My name is Dr Pete Jones and I am a post-doctoral research associate in the UCL Child Vision Lab, which is based both in the UCL Institute of Ophthalmology, and also in Moorfields Eye Hospital's Richard Desmond Children's Eye Centre.
My job is to design new types of child-friendly eye-tests.
Currently, there are remarkably few ways to quantify what the world looks like to an infant or child. This makes it hard to detect eye-disease early - when treatment is most effective. It also makes it hard for clinicians to evaluate whether a treatment is working. This is particularly problematic given that new ‘gene-therapy’ trials (of the sort currently being pioneered at Moorfields!) mean that, for the first time in human history, we may be able to treat many common causes of inherited eye disease.
On a day to day basis, a lot of my time is taken up programming. I use computer programs such as MATLAB to generate very precise visual stimuli, which I can then adapt in order to find a child’s ‘perceptual threshold’ (e.g. the dimmest light they can see, the smallest letter they can read, the faintest colour they can distinguish, and so forth). I also write computer code to calibrate equipment, and to analyse the data that our tests produce. A lot of the rest of my time is spent writing (e.g. reporting my findings in journals, applying for grants, or writing ‘public engagement’ pieces such as this), reading academic papers, and supervising students: mainly Psychology or Medicine undergraduates, who often choose to do research project in our lab as part of their degree.

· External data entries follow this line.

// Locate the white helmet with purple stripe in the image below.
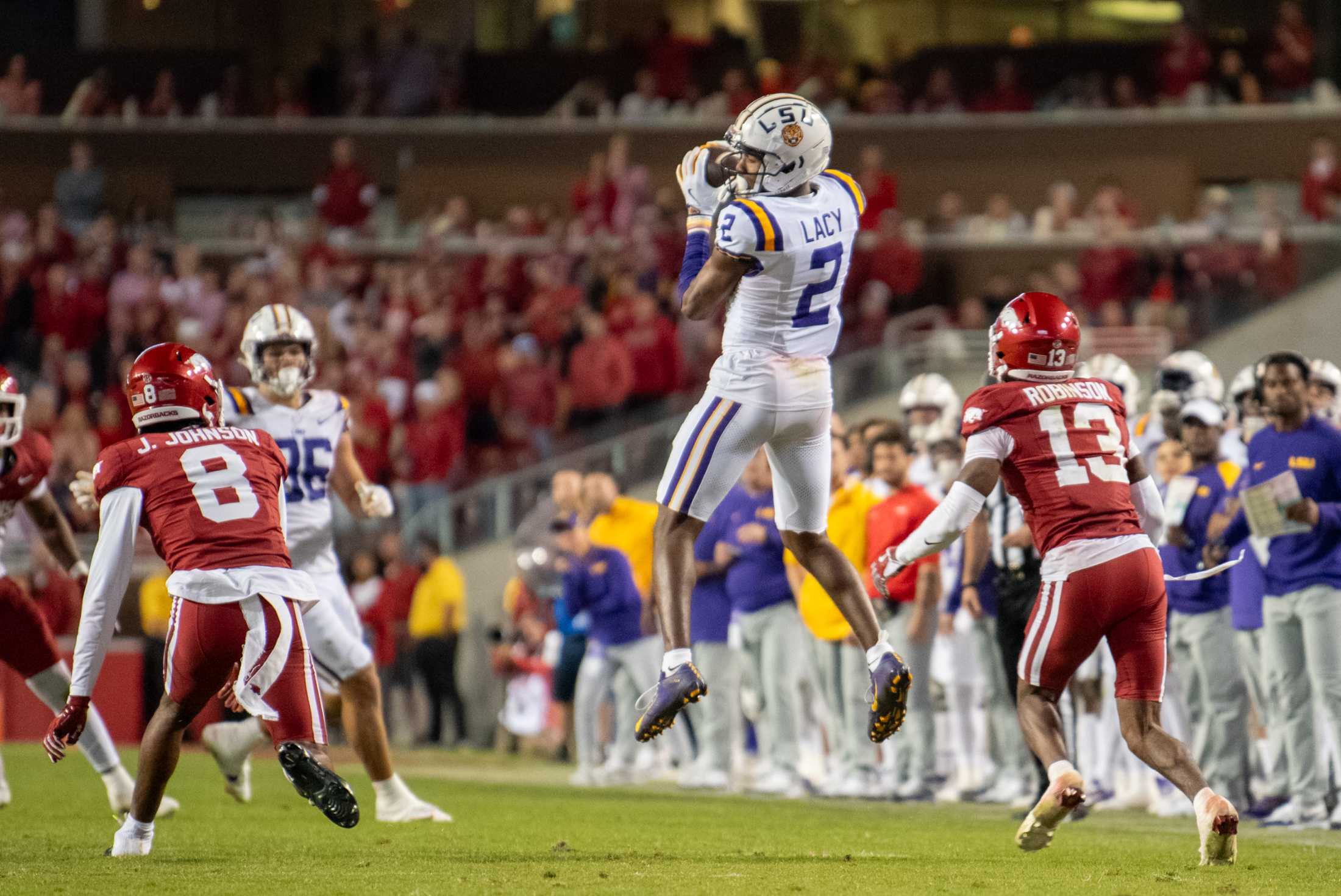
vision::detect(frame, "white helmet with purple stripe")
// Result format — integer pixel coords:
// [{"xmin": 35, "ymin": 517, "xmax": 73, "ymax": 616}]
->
[{"xmin": 720, "ymin": 94, "xmax": 834, "ymax": 196}]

Probably the most stimulating part of my job is trying to devise new ways to make our tests more accurate and reliable. Often this boils down to making the test faster and more fun for children. This can often require some… creative… solutions. For example, I spend a good deal of time working out how to incorporate cartoons and sounds into more traditional eye-tests, as well as finding new ways to ‘borrow’ fun new technologies from smartphones and computer consoles.
Recently, I have also become increasingly interested in how to make the results of our tests more accessible to parents and family members. In this regard, I am very grateful to Moorfields Eye Charity and its donors, who recently funded an exciting new pilot project in which I will be using cheap commercial technology (‘Google Cardboard’) to create personalised, interactive simulations of eye-disease, viewable on an ordinary smartphone. This is just one of many ways in which new technologies are set to change how traditional vision science works, and it is great to be part of a forward-thinking organisation that embraces change.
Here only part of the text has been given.